Sebi proposes new delisting norms

Written by PTI | Mumbai | Updated: May 10 2014, 02:45am hrs
SebiSebi proposed new delisting norms, including reduced time frame and more broader price discovery mechanism. Reuters
Market regulator Sebi today proposed new delisting norms, including reduced time frame and more broader price discovery mechanism, with a view to making it easier for promoters to delist their companies from stock exchanges.

Sebi's latest discussion paper on the matter comes against the backdrop of concerns raised by various entities about existing delisting process which at times is also seen as time consuming.

The Securities and Exchange Board of India (Sebi) has mooted ways to bring down the time taken for completion of delisting process.

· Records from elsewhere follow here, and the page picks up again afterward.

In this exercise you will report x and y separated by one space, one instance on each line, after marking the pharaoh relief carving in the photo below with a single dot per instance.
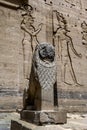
64 43
84 35
30 38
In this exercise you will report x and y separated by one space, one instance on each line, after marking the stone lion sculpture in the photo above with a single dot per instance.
43 75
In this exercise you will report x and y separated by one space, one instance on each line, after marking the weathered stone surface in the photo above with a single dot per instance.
11 48
44 117
22 125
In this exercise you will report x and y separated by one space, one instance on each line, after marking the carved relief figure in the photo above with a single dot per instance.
30 39
84 33
64 44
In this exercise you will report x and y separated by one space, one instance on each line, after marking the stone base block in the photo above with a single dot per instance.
23 125
44 117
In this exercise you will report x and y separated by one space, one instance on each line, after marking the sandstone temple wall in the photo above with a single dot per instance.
62 23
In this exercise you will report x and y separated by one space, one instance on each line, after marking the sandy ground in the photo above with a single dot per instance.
74 121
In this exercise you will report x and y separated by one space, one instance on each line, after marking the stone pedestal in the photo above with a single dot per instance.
23 125
44 117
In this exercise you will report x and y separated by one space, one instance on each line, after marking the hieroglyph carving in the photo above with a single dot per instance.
30 39
84 33
64 42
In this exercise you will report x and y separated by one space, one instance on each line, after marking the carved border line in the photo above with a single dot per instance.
8 4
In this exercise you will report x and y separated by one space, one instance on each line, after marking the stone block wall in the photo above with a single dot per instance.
63 23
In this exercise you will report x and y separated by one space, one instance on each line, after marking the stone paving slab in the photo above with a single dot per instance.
74 121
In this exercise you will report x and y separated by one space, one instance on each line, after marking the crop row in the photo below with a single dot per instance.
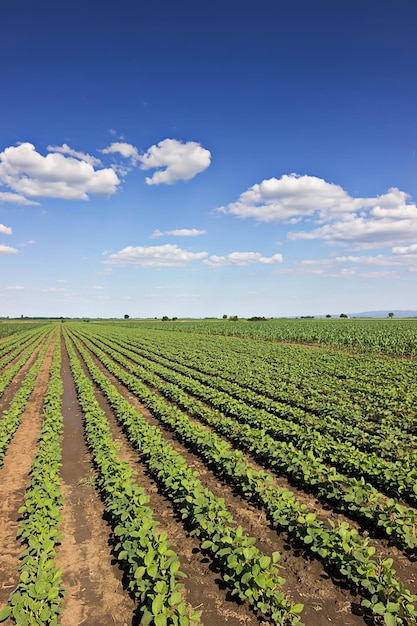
377 395
394 337
8 375
252 576
11 417
353 495
37 598
398 479
340 548
152 567
303 407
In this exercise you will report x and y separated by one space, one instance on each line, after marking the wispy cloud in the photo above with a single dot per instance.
65 149
5 230
180 232
8 250
242 259
168 255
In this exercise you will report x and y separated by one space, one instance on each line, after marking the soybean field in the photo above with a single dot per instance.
210 472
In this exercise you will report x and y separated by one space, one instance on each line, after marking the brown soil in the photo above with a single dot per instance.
95 592
14 478
306 580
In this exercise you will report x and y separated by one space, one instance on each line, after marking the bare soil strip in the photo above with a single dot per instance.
306 580
14 479
14 385
94 591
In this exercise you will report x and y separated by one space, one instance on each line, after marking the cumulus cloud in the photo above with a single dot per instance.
242 259
126 150
53 290
27 172
14 198
5 230
168 255
174 161
8 250
65 149
363 232
180 232
292 197
337 217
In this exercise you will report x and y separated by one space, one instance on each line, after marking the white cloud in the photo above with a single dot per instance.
15 198
65 149
181 232
154 256
174 161
242 259
8 250
359 223
292 197
406 250
27 172
125 149
363 232
5 230
53 290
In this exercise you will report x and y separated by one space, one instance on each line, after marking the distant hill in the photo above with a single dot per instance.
397 313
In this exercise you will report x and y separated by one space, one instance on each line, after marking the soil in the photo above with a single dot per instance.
95 587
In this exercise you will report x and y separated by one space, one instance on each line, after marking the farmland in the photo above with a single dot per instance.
209 472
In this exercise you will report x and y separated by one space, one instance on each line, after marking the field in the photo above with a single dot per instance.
209 472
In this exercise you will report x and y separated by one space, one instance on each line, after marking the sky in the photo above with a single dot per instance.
206 158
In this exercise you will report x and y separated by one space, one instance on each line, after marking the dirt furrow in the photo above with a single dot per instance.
93 583
306 580
14 478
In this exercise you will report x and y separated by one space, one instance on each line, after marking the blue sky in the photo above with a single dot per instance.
205 158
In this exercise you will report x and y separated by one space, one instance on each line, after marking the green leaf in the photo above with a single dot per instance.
5 613
390 619
160 620
158 603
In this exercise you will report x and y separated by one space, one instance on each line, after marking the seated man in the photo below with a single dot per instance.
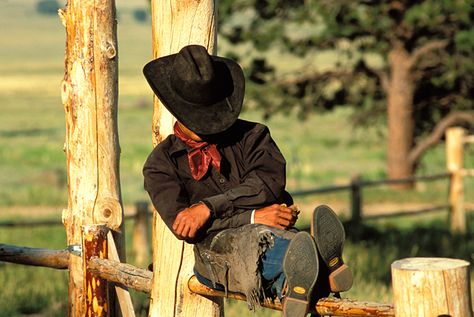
219 182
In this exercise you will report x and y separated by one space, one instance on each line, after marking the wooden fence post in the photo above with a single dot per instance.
175 24
140 234
426 287
454 161
356 200
94 244
89 93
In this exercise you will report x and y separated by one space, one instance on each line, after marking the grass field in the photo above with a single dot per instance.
324 150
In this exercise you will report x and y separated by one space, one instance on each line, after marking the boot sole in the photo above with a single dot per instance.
301 268
329 234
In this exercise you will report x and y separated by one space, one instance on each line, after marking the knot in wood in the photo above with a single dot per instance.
110 51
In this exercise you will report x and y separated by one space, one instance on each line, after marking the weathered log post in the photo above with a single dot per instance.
454 162
425 287
175 24
94 244
89 94
140 243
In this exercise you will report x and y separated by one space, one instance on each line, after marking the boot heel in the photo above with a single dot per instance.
340 280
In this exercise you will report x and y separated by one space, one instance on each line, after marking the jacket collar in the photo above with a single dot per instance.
176 145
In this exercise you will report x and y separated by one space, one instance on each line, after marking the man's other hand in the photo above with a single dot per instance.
276 215
190 220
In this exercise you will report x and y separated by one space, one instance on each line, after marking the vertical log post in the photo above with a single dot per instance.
140 234
89 94
94 243
175 24
356 200
454 161
426 287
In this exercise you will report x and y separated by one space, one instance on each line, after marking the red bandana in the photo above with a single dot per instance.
200 154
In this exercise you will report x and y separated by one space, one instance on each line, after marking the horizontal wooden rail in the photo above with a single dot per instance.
363 183
30 223
389 214
58 259
321 190
122 273
412 179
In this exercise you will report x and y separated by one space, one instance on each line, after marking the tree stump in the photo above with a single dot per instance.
431 287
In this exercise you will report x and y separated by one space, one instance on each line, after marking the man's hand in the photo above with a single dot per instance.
190 220
275 215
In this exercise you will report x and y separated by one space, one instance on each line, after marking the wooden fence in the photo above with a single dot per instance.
456 140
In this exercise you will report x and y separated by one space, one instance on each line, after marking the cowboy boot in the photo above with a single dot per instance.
328 232
301 268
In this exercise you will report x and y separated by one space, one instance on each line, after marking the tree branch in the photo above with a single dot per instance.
425 49
438 132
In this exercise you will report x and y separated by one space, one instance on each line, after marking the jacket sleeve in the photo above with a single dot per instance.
163 185
264 178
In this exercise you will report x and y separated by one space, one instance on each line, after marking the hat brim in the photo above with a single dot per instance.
201 119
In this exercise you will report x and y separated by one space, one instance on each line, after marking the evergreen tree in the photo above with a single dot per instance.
410 63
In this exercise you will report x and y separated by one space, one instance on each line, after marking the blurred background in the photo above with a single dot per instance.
327 77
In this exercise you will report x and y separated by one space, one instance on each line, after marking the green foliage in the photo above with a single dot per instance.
360 36
140 15
48 7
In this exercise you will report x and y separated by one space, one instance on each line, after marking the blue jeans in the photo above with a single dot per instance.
271 269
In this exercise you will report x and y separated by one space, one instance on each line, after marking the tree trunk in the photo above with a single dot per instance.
89 94
177 23
400 114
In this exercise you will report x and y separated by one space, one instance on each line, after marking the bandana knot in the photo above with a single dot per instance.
201 154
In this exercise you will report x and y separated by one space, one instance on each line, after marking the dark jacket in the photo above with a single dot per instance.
252 176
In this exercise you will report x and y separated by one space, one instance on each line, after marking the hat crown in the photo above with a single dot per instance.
194 76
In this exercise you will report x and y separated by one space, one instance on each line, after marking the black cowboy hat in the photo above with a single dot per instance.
204 92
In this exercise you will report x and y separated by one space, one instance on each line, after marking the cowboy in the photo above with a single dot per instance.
218 182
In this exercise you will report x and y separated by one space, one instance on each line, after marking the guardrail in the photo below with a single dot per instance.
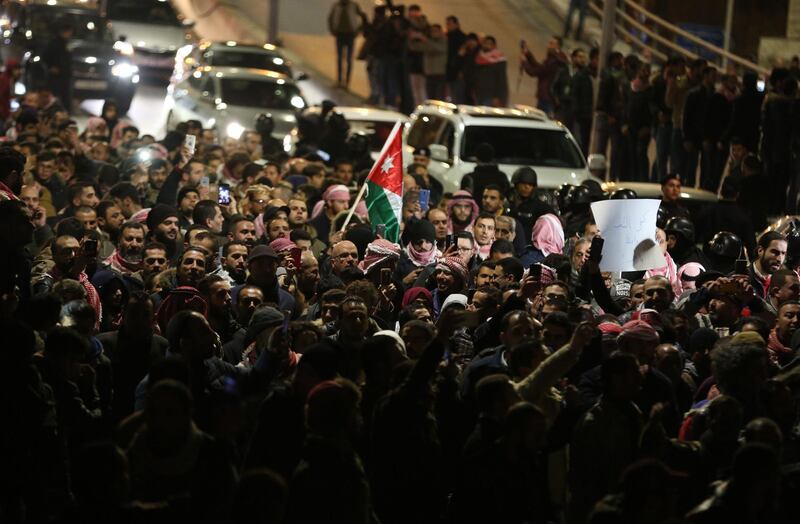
665 34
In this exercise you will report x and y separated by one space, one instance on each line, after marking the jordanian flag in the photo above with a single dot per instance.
385 186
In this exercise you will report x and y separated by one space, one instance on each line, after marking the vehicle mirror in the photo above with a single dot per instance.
439 152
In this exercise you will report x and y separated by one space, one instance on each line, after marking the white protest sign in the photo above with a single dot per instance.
629 230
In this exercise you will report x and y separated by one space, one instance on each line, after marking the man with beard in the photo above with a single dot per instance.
248 299
162 221
658 293
234 260
336 199
308 277
262 262
343 255
461 212
438 218
109 220
243 230
188 197
155 259
208 214
484 234
127 258
298 220
70 262
217 293
771 255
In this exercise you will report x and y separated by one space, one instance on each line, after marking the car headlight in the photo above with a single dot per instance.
125 48
234 130
124 70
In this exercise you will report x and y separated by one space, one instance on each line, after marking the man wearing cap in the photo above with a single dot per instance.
127 258
525 207
162 222
262 264
671 196
335 199
462 210
451 277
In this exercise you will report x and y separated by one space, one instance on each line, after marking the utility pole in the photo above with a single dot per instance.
272 21
609 28
728 28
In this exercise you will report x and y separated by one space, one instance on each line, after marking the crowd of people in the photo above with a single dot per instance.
649 119
194 333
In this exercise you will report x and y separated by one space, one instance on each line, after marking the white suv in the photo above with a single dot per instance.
520 136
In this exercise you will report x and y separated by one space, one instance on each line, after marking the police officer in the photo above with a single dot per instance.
58 58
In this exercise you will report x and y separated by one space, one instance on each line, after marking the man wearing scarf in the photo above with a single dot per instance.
127 258
779 346
491 78
462 210
335 199
451 277
163 224
420 251
547 237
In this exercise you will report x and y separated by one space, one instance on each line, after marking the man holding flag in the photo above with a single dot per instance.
384 188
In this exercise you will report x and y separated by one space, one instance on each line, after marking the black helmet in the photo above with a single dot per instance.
595 189
265 124
525 175
579 195
724 245
793 249
681 226
623 194
563 195
662 218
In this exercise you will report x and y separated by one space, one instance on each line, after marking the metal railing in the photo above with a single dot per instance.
664 36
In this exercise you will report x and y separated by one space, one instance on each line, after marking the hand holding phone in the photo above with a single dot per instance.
224 194
596 250
189 142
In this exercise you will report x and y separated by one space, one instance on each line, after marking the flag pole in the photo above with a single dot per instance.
361 191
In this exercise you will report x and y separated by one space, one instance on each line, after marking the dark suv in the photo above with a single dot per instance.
98 70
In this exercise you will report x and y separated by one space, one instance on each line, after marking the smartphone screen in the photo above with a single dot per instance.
224 194
424 199
90 248
596 251
189 142
296 253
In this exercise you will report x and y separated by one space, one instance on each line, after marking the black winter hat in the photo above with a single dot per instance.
158 214
264 317
419 229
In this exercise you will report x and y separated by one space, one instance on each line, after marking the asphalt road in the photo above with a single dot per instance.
147 110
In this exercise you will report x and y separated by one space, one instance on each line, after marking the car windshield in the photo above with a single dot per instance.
158 12
85 24
523 146
377 132
262 94
234 58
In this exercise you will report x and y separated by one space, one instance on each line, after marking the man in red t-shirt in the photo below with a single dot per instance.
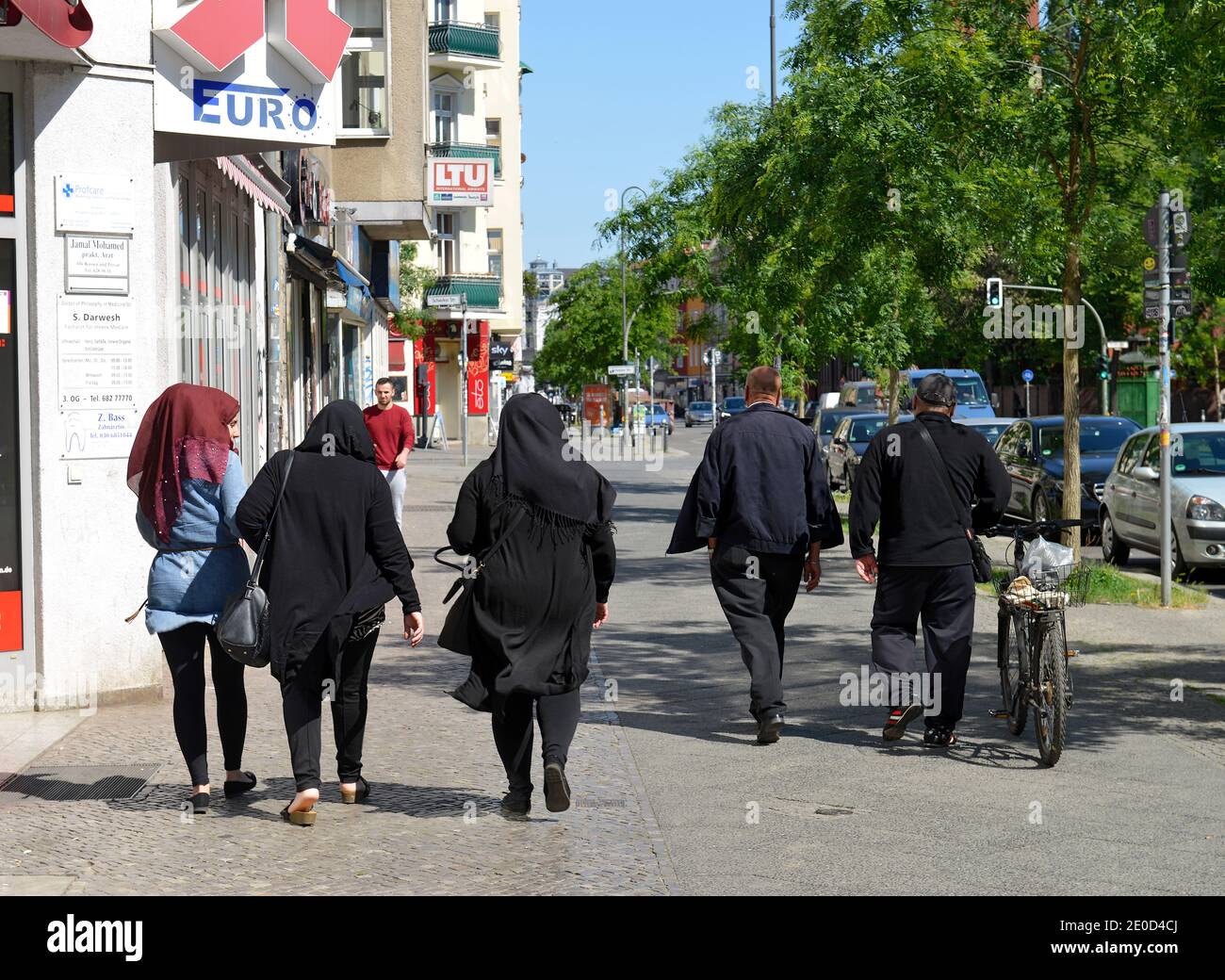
391 428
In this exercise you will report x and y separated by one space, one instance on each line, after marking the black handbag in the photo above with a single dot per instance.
243 626
979 558
458 633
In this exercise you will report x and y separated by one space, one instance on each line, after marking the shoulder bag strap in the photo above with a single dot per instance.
942 468
268 535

Besides, the watchdog has proposed measures to make price discovery more broad-based to ensure that minority shareholders' interests are taken care of.

Mooting a significant change, Sebi has proposed that a delisting offer could be deemed successful if the holding of the promoter (or acquirer) reaches 90 per cent post offer.

Under current norms, a delisting offer shall be deemed to be successful if post offer, the shareholding of the promoter reaches 90 per cent or 50 per cent shares of the total offer size is purchased.

"... if there is no requirement of prior approval of the shareholders by special resolution and in-principle approval from stock exchange, it would considerably reduce the timeline to complete delisting process," Sebi said.

Currently, a delisting process takes about 137 days for completion. As per the discussion paper, the whole process could be completed in about 64 days from the day company informs exchanges or convenes a board meeting in this regard.

"Approval of the shareholders would in any case be evident through their participation or otherwise in the RBB process. Thus, this step may be discontinued.

"... as regards the existing requirement of obtaining in-principle approval from stock exchange(s), the same may no longer be necessary as only compliant companies are proposed to be eligible for delisting," the discussion paper noted.

To ensure that minority shareholders are adequately compensated, Sebi has proposed changes to existing price discovery mechanism for delisting process.

The Reverse Book Building (RBB) process could be modified by providing due weightage to "collective expectations of minority shareholders who individually may be holding a smaller number of shares".

Apart from suggesting fixed price mechanism for delisting, Sebi has also said that there could be a "counter offer" process whereby the acquirer is given an option to make a counter offer to public shareholders instead of rejecting the discovered price.

"Minority shareholders' interest in the delisting process may be better served if there are sufficient safeguards built in the process so that the exit price is fair, transparent and not detrimental to the investors' interest," it said.

The discussion paper titled 'Review of Delisting Regulations' would be open for public comments till May 30.

To make sure substantial participation of retail investors in delisting offers, Sebi has suggested that they can be allowed to bid at the cut-off price similar to an IPO process.

"The cut-off price may be determined via RBB (Reverse Book Building) or any other suitable formula. This may provide an option to those retail shareholders who find it difficult to comprehend the RBB process," it said.

According to Sebi, there might not be a need to have two different thresholds for a delisting offer to be successful since large number of listed companies have complied with the minimum shareholding norms.

"In view of the same, for a delisting offer to be considered successful, the shareholding of the promoter/ acquirer post-offer should reach ninety per cent of the total issued share capital, in line with internationally accepted practice," the discussion paper said.

With regard to public sector companies where promoter can hold up to 90 per cent, "it is proposed that the threshold level of buying out at least 50 per cent of the remaining public shareholders shall also remain," it added.

The market watchdog has proposed changes with respect to participation of Depository Receipt (DR) holders in delisting offers.

"... it may be considered to allow DR holders to tender their shares if the beneficiaries of all the DR holders are known," the discussion paper said.

Such a suggestion comes amid concerns over ultimate beneficiary of DR holders issued by companies to overseas investors, as through such instruments promoters might conceal indirect holdings in their own firms.

Since the introduction of Sebi (Delisting of Equity Shares) Regulations, 2009, there are have been about 38 delisting offers till March this year. The regulations were notified on June 10, 2009, superseding Sebi (Delisting of Securities) Guidelines, 2003.